“I’m coming. Be ready to pick up the pieces!” This was vocal language, through Barrar’s speaker and the woman’s translator, though originating in a device fully is artificial as Janice’s coder. The Samian had no more voice than he had arms, legs, or eyes; how his species had come to evolve intelligence was a favorite challenge to science from the mystics who still rejected evolution as well as among the biologists themselves.
Husband and wife watched tensely as the plastic-skeleton poled itself to the head of the ramp and paused for a moment while its driver presumably made a final evaluation of his problems. Both Erthumoi had time to wonder whether his feelings were normal enough, by their standards, for their own to qualify as sympathy. Then Barrar thrust himself forward and downward.

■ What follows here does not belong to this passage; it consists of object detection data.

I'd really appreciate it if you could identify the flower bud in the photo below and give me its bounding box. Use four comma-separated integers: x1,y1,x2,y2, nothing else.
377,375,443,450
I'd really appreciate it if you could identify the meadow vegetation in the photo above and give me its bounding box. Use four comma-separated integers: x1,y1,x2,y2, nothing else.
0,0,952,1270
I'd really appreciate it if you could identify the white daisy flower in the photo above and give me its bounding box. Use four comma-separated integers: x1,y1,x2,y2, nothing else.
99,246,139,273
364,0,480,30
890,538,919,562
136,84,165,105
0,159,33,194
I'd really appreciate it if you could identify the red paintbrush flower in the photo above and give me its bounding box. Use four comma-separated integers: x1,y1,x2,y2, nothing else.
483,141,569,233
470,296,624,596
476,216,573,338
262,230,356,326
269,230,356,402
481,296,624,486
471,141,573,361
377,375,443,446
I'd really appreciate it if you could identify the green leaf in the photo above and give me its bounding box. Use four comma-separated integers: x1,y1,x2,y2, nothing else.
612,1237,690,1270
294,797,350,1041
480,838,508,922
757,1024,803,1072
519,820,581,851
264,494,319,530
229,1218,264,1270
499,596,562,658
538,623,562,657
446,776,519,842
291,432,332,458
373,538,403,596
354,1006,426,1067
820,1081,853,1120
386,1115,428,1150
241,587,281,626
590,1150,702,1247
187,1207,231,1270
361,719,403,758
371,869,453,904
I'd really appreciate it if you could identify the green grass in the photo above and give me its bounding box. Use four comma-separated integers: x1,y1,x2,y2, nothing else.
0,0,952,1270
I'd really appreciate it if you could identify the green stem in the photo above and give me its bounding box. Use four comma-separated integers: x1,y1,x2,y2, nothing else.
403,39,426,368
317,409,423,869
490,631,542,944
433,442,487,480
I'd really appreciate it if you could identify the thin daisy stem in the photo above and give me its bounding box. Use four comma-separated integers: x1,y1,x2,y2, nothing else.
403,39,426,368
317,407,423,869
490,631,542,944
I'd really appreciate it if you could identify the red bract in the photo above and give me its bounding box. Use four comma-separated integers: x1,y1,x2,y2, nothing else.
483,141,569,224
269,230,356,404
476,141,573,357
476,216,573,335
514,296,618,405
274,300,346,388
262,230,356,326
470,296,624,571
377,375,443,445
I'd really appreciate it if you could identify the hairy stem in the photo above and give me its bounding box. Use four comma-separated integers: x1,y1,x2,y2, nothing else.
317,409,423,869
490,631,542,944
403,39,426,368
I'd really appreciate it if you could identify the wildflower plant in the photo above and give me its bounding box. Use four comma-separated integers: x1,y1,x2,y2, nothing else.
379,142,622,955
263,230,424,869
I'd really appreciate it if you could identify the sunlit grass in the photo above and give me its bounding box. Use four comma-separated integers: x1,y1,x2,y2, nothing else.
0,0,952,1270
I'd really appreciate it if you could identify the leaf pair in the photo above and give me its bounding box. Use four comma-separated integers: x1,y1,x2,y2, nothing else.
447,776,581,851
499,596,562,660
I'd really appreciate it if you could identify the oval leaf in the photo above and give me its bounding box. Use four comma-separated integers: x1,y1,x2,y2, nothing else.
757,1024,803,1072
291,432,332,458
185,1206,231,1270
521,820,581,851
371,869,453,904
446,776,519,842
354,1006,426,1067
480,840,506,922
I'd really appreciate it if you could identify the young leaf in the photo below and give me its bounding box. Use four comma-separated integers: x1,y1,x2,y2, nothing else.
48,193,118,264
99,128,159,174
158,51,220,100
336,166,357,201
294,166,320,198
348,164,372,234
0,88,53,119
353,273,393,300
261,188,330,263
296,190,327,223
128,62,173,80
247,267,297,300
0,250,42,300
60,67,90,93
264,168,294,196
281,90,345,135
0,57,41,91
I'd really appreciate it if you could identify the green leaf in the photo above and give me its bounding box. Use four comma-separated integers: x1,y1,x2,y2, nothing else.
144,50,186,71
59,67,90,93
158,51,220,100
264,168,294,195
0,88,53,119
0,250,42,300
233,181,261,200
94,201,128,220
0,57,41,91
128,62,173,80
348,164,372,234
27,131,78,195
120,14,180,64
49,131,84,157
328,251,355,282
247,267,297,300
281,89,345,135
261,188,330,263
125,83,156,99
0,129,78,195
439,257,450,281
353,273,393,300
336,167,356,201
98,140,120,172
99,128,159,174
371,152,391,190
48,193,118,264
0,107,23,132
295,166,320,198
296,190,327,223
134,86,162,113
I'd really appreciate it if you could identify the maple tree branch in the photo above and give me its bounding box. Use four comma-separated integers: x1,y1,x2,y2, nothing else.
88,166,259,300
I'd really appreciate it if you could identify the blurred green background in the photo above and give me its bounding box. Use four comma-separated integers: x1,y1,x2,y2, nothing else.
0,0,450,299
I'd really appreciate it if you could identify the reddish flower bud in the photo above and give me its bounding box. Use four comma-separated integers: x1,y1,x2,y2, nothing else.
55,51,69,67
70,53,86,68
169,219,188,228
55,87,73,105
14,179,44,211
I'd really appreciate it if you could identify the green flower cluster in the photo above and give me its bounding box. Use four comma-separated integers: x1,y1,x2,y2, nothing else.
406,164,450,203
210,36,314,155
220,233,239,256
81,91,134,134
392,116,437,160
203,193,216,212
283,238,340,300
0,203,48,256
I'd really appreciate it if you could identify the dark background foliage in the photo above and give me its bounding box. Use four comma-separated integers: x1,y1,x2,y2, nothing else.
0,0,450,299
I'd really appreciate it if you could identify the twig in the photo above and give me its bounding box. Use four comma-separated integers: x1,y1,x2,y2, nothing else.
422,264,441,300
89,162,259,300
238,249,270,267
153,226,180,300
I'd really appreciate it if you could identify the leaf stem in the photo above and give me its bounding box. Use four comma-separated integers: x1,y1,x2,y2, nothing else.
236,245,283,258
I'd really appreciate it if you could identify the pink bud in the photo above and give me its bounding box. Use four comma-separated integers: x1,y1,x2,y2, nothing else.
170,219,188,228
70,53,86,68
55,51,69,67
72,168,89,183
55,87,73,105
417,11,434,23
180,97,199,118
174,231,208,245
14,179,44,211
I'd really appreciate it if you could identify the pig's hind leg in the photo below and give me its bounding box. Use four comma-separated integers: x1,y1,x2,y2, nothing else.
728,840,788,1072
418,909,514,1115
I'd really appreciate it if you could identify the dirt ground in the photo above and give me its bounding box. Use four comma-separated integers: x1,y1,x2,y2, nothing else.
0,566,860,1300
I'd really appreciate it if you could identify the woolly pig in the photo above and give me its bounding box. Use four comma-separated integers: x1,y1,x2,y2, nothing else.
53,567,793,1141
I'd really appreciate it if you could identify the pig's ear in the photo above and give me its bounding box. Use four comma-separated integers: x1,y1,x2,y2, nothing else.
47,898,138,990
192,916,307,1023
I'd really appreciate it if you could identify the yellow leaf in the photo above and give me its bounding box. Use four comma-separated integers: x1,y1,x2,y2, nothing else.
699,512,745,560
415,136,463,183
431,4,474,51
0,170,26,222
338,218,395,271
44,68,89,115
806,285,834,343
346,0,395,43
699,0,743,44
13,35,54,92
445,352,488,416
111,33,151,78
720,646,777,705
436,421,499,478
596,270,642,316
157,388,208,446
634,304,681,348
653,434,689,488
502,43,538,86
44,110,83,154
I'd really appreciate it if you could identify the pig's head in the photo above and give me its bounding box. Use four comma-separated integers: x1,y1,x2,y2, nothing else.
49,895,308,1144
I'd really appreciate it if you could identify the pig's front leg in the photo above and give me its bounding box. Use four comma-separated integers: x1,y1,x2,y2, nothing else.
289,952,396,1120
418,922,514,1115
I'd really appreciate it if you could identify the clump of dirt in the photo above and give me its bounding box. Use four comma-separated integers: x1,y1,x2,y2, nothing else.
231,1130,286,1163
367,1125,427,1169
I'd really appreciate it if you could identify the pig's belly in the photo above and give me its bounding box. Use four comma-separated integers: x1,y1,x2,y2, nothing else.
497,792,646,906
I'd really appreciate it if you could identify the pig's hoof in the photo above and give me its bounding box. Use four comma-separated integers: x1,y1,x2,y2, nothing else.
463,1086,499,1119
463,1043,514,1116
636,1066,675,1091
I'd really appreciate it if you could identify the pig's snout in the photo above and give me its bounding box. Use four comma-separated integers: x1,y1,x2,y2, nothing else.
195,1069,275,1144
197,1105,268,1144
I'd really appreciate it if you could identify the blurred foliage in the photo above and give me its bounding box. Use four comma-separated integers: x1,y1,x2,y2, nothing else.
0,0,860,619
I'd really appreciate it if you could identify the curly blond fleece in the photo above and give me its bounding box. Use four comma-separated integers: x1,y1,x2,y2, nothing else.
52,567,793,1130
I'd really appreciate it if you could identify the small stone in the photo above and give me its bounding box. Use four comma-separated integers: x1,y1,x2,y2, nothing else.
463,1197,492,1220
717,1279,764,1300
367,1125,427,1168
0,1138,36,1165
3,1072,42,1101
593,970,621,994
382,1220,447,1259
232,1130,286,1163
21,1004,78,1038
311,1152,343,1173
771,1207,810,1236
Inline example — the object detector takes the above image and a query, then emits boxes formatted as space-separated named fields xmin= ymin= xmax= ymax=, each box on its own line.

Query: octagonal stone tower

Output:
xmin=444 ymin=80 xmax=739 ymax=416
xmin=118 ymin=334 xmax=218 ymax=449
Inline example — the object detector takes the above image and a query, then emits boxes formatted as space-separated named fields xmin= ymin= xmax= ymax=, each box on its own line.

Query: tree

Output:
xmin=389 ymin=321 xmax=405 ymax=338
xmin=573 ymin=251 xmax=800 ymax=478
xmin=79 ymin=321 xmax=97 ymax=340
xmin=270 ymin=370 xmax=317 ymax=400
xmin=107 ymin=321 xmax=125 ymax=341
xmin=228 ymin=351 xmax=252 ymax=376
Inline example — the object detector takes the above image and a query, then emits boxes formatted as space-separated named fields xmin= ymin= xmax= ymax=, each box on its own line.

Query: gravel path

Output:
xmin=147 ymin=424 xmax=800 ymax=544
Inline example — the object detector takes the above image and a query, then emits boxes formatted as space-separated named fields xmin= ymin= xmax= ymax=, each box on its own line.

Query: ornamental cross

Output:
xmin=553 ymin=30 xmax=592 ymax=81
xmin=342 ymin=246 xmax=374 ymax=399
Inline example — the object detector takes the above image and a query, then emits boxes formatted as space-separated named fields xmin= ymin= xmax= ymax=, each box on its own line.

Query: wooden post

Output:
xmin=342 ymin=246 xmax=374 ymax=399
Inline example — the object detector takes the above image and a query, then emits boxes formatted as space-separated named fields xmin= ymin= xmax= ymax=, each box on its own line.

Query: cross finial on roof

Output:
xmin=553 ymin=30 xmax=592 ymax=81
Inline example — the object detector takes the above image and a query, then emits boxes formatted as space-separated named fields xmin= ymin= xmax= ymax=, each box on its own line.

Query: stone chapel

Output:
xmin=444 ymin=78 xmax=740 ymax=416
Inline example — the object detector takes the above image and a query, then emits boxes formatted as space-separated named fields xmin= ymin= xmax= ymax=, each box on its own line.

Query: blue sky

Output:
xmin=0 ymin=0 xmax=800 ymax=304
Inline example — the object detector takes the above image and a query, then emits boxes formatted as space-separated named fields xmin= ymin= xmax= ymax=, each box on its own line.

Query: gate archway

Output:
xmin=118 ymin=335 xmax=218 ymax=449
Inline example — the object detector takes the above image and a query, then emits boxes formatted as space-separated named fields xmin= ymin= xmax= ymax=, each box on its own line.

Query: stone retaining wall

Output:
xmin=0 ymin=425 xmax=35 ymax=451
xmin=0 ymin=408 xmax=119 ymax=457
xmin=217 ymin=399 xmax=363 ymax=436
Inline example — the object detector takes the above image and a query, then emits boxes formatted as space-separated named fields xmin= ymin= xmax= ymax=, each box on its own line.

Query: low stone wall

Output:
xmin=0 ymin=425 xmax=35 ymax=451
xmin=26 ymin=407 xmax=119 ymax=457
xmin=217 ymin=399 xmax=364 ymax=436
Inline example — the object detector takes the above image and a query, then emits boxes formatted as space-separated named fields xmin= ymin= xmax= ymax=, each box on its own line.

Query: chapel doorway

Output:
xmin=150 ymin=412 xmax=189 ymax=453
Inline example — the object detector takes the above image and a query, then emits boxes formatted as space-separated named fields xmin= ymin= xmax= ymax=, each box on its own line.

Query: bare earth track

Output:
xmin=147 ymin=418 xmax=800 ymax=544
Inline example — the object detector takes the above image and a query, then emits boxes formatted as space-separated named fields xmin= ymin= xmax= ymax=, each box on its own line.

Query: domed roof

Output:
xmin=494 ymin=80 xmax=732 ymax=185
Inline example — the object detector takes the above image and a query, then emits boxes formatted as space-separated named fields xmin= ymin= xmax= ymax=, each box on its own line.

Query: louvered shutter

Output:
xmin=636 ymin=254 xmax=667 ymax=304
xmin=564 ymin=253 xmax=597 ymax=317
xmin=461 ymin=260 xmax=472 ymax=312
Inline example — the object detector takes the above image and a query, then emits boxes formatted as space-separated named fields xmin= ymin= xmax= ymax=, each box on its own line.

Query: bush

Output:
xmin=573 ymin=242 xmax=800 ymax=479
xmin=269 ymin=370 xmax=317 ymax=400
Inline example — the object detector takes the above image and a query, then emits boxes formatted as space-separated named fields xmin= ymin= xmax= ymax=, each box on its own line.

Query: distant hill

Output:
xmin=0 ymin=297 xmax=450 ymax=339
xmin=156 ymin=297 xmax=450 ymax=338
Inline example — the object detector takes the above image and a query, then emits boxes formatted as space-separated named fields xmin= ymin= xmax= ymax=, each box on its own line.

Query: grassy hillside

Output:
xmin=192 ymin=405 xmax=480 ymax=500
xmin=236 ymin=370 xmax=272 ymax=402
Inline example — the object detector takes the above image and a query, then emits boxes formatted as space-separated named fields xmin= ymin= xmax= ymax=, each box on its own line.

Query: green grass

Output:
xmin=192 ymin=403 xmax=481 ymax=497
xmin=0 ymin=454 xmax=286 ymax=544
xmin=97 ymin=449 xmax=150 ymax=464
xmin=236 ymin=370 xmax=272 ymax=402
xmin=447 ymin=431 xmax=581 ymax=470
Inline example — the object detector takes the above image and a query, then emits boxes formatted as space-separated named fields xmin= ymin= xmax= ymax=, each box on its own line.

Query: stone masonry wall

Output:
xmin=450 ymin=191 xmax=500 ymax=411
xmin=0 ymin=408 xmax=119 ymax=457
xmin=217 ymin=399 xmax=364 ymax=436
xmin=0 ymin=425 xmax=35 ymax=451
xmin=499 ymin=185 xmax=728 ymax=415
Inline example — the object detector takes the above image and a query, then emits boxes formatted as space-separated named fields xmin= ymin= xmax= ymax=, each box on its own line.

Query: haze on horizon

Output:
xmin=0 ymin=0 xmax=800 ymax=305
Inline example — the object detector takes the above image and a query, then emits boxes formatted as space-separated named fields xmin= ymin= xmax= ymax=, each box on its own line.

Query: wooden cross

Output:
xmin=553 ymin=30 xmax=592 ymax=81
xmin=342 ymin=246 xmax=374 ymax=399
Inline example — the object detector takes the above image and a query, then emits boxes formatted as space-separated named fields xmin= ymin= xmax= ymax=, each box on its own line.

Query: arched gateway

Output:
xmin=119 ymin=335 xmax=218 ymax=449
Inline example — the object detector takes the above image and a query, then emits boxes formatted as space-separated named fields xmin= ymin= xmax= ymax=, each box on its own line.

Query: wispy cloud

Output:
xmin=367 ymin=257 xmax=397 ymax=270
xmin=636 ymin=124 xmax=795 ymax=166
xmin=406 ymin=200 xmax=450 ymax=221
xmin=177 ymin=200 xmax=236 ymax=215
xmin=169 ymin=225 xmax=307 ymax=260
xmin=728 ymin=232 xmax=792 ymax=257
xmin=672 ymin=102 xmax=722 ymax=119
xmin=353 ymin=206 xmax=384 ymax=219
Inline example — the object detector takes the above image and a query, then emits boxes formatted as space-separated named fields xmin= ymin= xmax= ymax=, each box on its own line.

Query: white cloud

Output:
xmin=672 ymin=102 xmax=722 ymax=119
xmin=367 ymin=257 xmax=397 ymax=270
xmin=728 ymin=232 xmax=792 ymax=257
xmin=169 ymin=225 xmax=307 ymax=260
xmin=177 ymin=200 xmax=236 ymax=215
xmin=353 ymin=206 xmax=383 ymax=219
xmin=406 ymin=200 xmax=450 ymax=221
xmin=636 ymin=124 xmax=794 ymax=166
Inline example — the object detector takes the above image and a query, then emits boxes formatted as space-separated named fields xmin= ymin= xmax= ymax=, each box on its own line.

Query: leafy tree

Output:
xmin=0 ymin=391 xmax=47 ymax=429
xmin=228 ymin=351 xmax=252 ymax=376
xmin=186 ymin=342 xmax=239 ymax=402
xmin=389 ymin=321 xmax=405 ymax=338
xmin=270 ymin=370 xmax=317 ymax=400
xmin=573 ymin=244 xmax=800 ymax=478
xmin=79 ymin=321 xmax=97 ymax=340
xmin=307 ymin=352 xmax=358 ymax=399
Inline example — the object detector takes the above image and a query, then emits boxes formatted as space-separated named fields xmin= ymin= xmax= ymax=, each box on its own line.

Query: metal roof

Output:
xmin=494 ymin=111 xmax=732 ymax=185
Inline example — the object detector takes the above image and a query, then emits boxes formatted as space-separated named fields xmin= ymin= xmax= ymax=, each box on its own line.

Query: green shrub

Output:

The mechanical body’s acceleration was rather greater than the woman’s; the framework must have set up more turbulence in the dense air but certainly had less total drag than her armored figure. Steering in the swirling air currents with the oarlike poles could have been a straightforward matter of logic, hut for a living nervous system reason takes significantly longer than reflexes. Janice and her husband had the reflexes — had acquired them, in fact, under some five times Habranha’s gravity; Ged Barrar did not.
The ramp was five meters wide, which was ordinarily plenty even in fairly high winds. By the time he was fifty meters down its slope, however, the Samian’s overcorrected turns were bringing him almost to the edge, first on one side and then on the other. Janice could do nothing from the low end of the run; Hugh was tempted to launch himself after the swerving figure in spite of the obvious fact that there was no way he could catch it in time to keep the plastic framework out of the bushes. Fortunately, he didn’t have to.